COL17A1 editing via homology-directed repair in junctional epidermolysis bullosa
- PMID: 36091706
- PMCID: PMC9454317
- DOI: 10.3389/fmed.2022.976604
COL17A1 editing via homology-directed repair in junctional epidermolysis bullosa
Abstract
Background: Epidermolysis bullosa (EB), a severe genetic disorder characterized by blister formation in skin, is caused by mutations in genes encoding dermal-epidermal junction proteins that function to hold the skin layers together. CRISPR/Cas9-induced homology-directed repair (HDR) represents a promising tool for editing causal mutations in COL17A1 in the treatment of junctional epidermolysis bullosa (JEB).
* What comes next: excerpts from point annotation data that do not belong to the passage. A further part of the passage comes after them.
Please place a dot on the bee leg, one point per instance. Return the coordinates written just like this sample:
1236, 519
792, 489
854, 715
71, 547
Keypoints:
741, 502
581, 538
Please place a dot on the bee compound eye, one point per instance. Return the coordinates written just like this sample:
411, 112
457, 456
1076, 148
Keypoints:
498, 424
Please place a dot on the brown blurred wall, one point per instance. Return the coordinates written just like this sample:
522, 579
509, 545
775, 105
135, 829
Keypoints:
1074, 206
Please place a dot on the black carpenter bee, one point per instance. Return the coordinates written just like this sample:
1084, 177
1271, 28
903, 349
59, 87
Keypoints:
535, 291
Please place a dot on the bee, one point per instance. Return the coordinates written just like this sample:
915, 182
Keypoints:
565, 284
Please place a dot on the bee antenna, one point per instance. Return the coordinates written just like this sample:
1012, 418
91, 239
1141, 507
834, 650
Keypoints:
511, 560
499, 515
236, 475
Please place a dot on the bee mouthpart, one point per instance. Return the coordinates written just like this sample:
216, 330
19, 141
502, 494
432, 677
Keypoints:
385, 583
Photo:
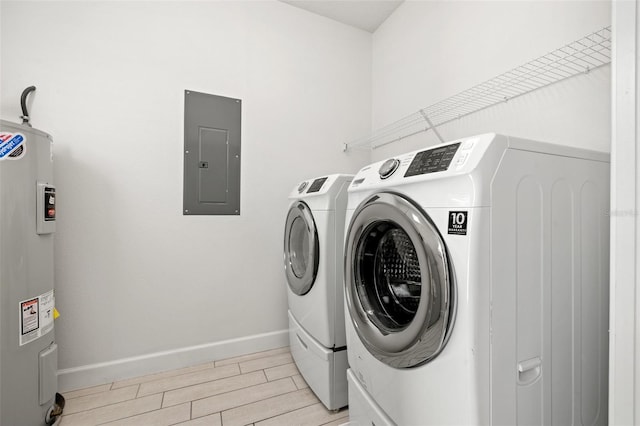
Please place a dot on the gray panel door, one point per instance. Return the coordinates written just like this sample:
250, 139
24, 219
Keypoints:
211, 154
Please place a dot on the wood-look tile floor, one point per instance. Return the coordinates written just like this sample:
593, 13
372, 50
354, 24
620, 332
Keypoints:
260, 389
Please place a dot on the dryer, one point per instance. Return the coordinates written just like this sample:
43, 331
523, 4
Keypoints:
476, 278
313, 263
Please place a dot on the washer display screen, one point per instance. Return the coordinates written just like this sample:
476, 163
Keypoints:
432, 160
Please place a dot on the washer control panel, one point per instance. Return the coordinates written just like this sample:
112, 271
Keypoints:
317, 185
432, 160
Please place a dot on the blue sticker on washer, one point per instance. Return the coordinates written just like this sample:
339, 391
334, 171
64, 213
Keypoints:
11, 145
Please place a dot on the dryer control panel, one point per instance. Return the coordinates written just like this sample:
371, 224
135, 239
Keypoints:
432, 160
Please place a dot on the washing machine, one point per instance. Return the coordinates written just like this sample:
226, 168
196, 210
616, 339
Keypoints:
313, 263
476, 281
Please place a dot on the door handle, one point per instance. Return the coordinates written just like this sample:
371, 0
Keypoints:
529, 370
Methods: In this study, we treated primary type XVII collagen (C17)-deficient JEB keratinocytes with either Cas9 nuclease or nickase (Cas9n) ribonucleoproteins (RNP) and a single-stranded oligonucleotide (ssODN) HDR template in order to correct a causal pathogenic frameshift mutation within the COL17A1 gene.
Results: As analyzed by next-generation sequencing of RNP-nucleofected keratinocytes, we observed an HDR efficiency of ∼38% when cells were treated with the high-fidelity Cas9 nuclease, a mutation-specific sgRNA, and an ssODN template. The combined induction of end-joining repair and HDR-mediated pathways resulted in a C17 restoration efficiency of up to 60% as assessed by flow cytometry. Furthermore, corrected JEB keratinocytes showed a significantly increased adhesive strength to laminin-332 and an accurate deposition of C17 along the basement membrane zone (BMZ) upon differentiation into skin equivalents.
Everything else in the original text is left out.